The coal miners are back.
Last fall, you couldn’t walk through the Capitol’s hallways without running into mine workers wearing camouflage T-shirts.
Led by United Mine Workers of America President Cecil Roberts, a group of miners were in the Capitol on Tuesday morning to provide support to a bipartisan group of senators and House members from West Virginia and beyond. The lawmakers were introducing the newest version of legislation to protect miner pension benefits.
Sen. Joe Manchin III, the West Virginia Democrat facing serious re-election challenges next year, was front and center as the lead Senate sponsor.
Manchin said President Donald Trump — who dominated in the Mountain State in last year’s election — is behind the effort.
“Yes, he does support it,” Manchin told reporters. “I think all of us have had conversations with him. He’s been very vocal about the support for this from Day One.”
That is good news for the miners, and perhaps for Manchin, too.
At least one of his potential Republican challengers is backing the effort. Rep. Evan Jenkins is an original co-sponsor of the House companion introduced by fellow West Virginia GOP Rep. David McKinley.
“When our miners went down into the mines, they were made a promise: When you retire, you’ll have a good pension and healthcare benefits. I was proud to help secure a fix to permanently protect their health care, and now we need to do the same for their pensions,” Jenkins said in a statement. “The American Miners Pension Act ensures our nation will keep the promise made to our retired miners, their families and their widows.”
While Jenkins did not attend the rollout on the Senate side, Republican Sen. Shelley Moore Capito was there with Manchin, along with McKinley and Democratic Reps. Donald Norcross of New Jersey and Peter Welch of Vermont.
Welch’s involvement in miner labor issues might be the most unexpected, but he has fully embraced the cause as the lead House Democrat on the bill.
“I’m from Vermont, and we don’t have coal, but we do have electricity, and it’s the coal miners and their moms and dads and their grandparents who have kept the lights on for us in Vermont for generations,” Welch said. “The only people I’ve met who work as hard as the coal miners are dairy farmers in Vermont.”
McKinley even brought Welch to tour the Harrison County Mine in 2015.
“We got down there, about 1,000 feet down, two and a half miles in. … And somebody decided they’d have a little fun with somebody from Vermont, and they turned all the lights out,” Welch said. “I’m still in recovery.”
During his presidential campaign and since taking office, Trump has made repeated direct appeals to the coal miners and others in Appalachia.
“I love the miners” has been a familiar phrase of the president, but Capito and the other advocates for the UMWA miner pensions conceded they have a battle ahead, perhaps most notably with the delegation from Wyoming.
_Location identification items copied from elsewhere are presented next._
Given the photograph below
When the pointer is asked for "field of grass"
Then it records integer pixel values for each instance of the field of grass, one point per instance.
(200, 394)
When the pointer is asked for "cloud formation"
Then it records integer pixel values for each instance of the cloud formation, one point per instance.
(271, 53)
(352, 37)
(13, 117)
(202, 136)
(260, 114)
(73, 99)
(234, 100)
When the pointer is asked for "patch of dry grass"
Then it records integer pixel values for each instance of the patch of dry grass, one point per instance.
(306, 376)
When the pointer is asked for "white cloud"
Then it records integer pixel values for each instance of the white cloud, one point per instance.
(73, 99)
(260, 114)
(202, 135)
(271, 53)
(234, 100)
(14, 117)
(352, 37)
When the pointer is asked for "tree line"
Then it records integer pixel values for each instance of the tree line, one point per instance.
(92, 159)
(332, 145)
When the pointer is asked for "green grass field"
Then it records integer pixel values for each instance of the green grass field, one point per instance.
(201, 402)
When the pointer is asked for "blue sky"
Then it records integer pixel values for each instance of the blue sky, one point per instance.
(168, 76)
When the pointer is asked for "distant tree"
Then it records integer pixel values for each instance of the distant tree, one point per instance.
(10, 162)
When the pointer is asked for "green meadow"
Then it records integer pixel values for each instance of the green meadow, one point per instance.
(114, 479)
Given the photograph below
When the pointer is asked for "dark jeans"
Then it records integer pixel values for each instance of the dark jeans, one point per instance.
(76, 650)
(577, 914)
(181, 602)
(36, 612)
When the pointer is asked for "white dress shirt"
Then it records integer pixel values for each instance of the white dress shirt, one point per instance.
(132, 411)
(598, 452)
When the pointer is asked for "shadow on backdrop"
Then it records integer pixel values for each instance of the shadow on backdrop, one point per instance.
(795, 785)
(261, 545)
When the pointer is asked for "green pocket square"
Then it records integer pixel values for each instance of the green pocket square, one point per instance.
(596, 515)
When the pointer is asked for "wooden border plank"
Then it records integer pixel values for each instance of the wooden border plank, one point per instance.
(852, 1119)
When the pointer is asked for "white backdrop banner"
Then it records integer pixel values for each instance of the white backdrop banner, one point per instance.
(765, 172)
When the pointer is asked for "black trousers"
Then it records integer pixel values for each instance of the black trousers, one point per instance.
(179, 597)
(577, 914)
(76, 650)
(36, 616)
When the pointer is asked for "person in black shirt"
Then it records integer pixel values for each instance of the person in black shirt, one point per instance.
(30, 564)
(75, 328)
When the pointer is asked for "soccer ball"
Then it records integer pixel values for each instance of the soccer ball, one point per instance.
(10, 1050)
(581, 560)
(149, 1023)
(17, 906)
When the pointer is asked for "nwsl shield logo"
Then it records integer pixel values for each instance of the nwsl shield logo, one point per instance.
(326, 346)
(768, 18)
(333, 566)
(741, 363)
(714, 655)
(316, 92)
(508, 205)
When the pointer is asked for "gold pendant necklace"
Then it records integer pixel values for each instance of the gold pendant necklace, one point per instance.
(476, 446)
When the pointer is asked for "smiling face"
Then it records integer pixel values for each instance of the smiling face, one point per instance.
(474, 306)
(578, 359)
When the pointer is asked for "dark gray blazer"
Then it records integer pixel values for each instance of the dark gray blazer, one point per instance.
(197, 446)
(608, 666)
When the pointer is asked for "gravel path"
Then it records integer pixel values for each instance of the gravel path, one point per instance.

Senate Budget Chairman Michael B. Enzi and other Wyoming members have long opposed proposals to use funds paid into the Abandoned Mine Land trust for the pensions, which could lead to money flowing from coal producers in the West to pensions for retired miners back east.
A spokesman for Senate Majority Leader Mitch McConnell of Kentucky, who ultimately decided to legislatively split off health care benefits for the coal miners from the pension liabilities, indicated the leader would favor addressing the issues with the unionized miner pensions as part of a more comprehensive approach to overhauling troubled multi-employer pensions.
The health care benefits were protected as part of the omnibus spending bill that became law in May.
But supporters of the proposal released Tuesday said the miners had a unique agreement with the federal government dating back to 1946, under a deal reached when President Harry Truman was in office. Manchin said the UMWA has a rightful claim to the front of the line.
And Capito said that even though the payments may seem like a relatively small amount of money, they were incredibly valuable to the beneficiaries.
“We all know prices are going up on just about everything, and that $500 a month is significant when you talk about food or gasoline for their cars, maybe trips back and forth to church. Things that are important to families all across this nation,” she said.